PDF.js is an HTML5-based Portable Document Format renderer.
Project Manager: Bill Walker
Developers: Artur Adib, Brendan Dahl
IRC: #pdfjs on irc.mozilla.org
Mailing list: dev-pdf-js
- 1 Meeting Notes
- 2 Current work items
- 3 Tracking in-progress work
- 4 Testing
- 5 Utils
- 6 Coding Style
- 7 Review (aka pull-request) policy
Meeting notes are now kept in etherpad and follow the format of https://etherpad.mozilla.org/pdfjs-<YYYY-MM-DD>. There should be one for every Thursday.
Current work items
Render PDF 1.7 spec perfectly
- (tracked by github issues)
Analyze pdf.js's feature completeness across all PDFs
- gather large corpus of PDFs (unassigned)
- run pdf.js over all PDFs to collect data on missing and broken features (unassigned)
- prioritize missing features (unassigned)
- implement missing features (unknown work)
Integrate code into Firefox/Gecko proper
- (as required)
Tracking in-progress work
We'll try to use github issues to track work. (If that proves too unwieldy, we can move to another system.)
Like bugzilla, "issues" are used to track both bugs filed by users and specific work items for developers. Try to file one issue per problem observed. For example,
Text looks bad in PDFs
is an unspecific issue. A more specific and more helpful one is
Glyph spacing is weird on page 10 of http://foo.com/bar.pdf
is an unspecific work item. Better is
Add code to convert Type 1 into CFF
For big projects that span many issues, let's try to use issue "labels" to track the work. (In the same way one would use metabugs to track big projects in bugzilla.) So for the font example above, while Type1->CFF conversion is a specific work item, we might want to tag it "fonts" for easier searching.

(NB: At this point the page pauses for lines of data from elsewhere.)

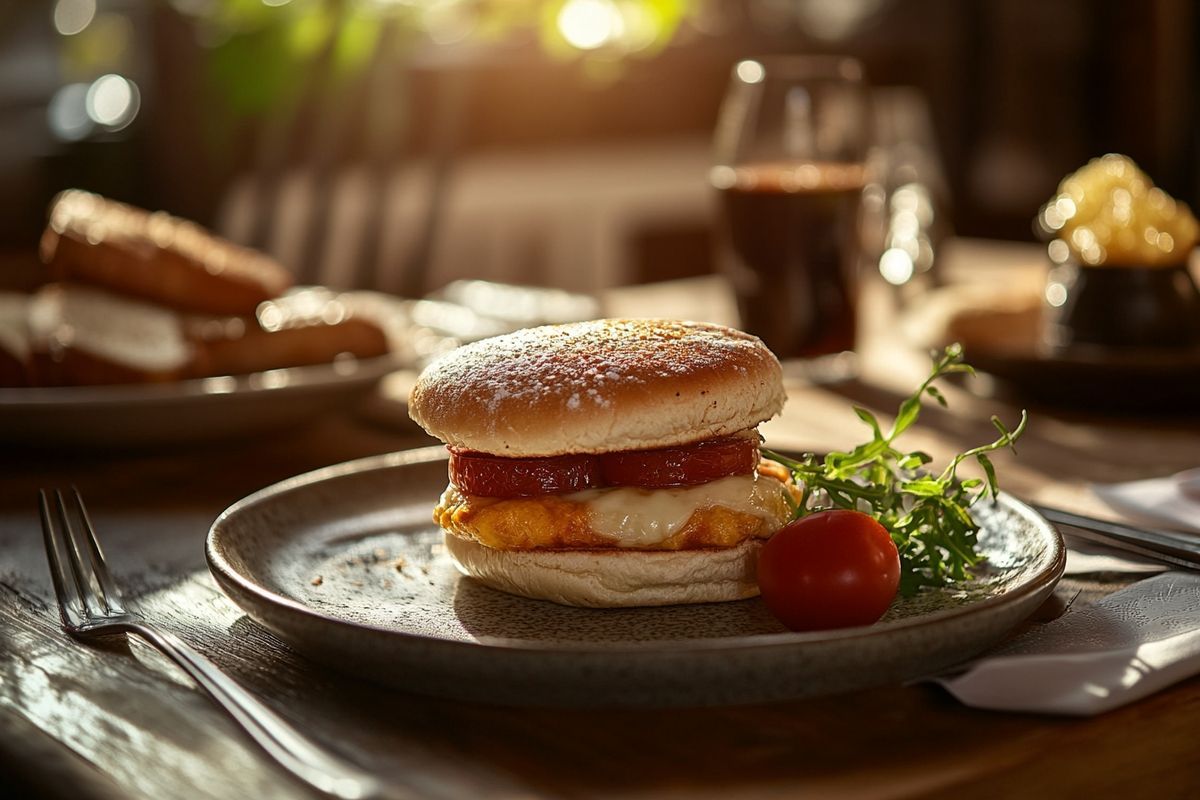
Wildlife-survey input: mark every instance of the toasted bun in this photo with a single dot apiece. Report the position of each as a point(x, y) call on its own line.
point(611, 578)
point(598, 386)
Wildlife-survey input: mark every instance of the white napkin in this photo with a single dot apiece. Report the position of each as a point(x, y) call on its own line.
point(1096, 657)
point(1173, 500)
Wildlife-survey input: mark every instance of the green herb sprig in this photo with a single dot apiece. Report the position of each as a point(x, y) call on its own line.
point(928, 513)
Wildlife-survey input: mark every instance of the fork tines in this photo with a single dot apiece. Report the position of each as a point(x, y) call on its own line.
point(84, 588)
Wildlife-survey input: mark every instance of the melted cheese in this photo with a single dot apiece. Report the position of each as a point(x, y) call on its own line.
point(641, 518)
point(720, 513)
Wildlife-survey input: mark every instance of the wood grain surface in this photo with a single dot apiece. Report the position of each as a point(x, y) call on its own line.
point(119, 721)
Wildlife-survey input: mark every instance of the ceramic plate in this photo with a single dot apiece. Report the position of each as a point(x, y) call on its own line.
point(345, 565)
point(189, 410)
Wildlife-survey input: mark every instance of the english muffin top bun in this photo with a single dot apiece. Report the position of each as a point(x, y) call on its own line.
point(599, 386)
point(610, 462)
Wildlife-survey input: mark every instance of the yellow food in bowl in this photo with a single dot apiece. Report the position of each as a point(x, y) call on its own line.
point(1109, 212)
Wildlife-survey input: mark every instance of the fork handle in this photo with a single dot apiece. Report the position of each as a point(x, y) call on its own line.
point(291, 749)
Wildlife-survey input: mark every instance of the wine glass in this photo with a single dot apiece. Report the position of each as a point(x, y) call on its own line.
point(791, 162)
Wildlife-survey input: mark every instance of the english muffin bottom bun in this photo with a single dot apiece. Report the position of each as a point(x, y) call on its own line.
point(609, 463)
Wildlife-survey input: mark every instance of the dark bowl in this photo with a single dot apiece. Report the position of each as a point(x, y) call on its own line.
point(1121, 308)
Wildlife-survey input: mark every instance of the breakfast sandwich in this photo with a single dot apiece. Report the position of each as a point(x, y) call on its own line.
point(609, 463)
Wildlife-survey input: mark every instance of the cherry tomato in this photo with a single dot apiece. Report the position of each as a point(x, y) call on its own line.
point(495, 476)
point(684, 465)
point(831, 569)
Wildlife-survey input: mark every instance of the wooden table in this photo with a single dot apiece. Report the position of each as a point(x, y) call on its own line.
point(121, 722)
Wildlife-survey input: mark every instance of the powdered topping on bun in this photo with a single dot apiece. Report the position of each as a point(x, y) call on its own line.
point(599, 386)
point(609, 463)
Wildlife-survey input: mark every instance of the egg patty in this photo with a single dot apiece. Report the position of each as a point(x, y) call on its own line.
point(570, 521)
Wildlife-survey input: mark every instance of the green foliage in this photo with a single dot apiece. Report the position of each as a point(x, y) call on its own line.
point(257, 50)
point(928, 513)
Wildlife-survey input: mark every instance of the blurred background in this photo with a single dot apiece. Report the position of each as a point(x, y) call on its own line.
point(401, 144)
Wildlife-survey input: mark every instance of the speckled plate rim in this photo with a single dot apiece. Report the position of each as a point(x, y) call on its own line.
point(1044, 576)
point(220, 389)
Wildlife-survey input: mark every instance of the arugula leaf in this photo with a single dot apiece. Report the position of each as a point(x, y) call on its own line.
point(927, 513)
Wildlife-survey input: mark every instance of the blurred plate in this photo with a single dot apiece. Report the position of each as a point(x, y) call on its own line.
point(1000, 330)
point(189, 410)
point(345, 565)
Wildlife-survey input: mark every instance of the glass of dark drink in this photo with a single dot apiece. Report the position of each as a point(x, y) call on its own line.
point(791, 152)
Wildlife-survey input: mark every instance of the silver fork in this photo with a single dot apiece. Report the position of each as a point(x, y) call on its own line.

Once a specific work item (issue) has been filed, please assign the issue to yourself if you're working on it. This avoids multiple people working on the same projects and thereby wasting time.
Big project: SVG backend
Most of SVG maps well to PDF (was influenced by?). There are existing PDF->SVG translators. Perf is the biggest concern. We want to build the SVG document in the background, without affecting main-thread interactivity. The way to do that is by building the document with a Web Worker thread. The problem is, Workers don't have access to any DOM APIs. We'll probably need to build the document as a string in the background, then send it over to the main thread for parsing.
Big project: Text selection
- Option 1: In SVG backend
- Draw to canvas first. On first selection, switch to SVG-rendered content.
- Let Gecko do all text selection in SVG document
- Option 2: In canvas backend
- Build data structure representing text drawn to screen (e.g., display list/BSP/etc.). For best results, collapse adjacent and same-height/width "text runs".
- Walk data structure and compute textruns at a particular point and/or within a bounding box
- Add UI for "highlighted" text above PDF and saving selected text to clipboard
- Corner cases: clipped text, occluded text, non-white backgrounds, non-black text
- Maybe: render without display-list building first, then on first selection re-interpret PDF to build display list. Or pre-build display list in the background.
See notes from "Baz", a poppler developer.
Big project: Accessibility
Kind of like text selection, except there's no web-visible accessibility API we could hook with canvas. So
- Somehow detect that a11y is enabled, permanently switch to SVG backend
- Let Gecko implement a11y interfaces
Big project: Vertical text
Somewhat pervasive mode switch in text-drawing code. Is it just a matter of transform hackery to put glyphs in the right place, or do we need canvas support? Canvas support might be a big project.
Big project: Search
We want browsers' find-in-page features to see PDF text too. This is hard with canvas. With an SVG or HTML backend, if we set things up properly, we might get search almost for free. Search is very similar to but slightly harder than text selection because search needs to know about word-, sentence-, paragraph-, column-, and page-breaks, potentially, so as to know which chunks of text are part of the same word, whereas text selection just needs to know about text that might be adjacent.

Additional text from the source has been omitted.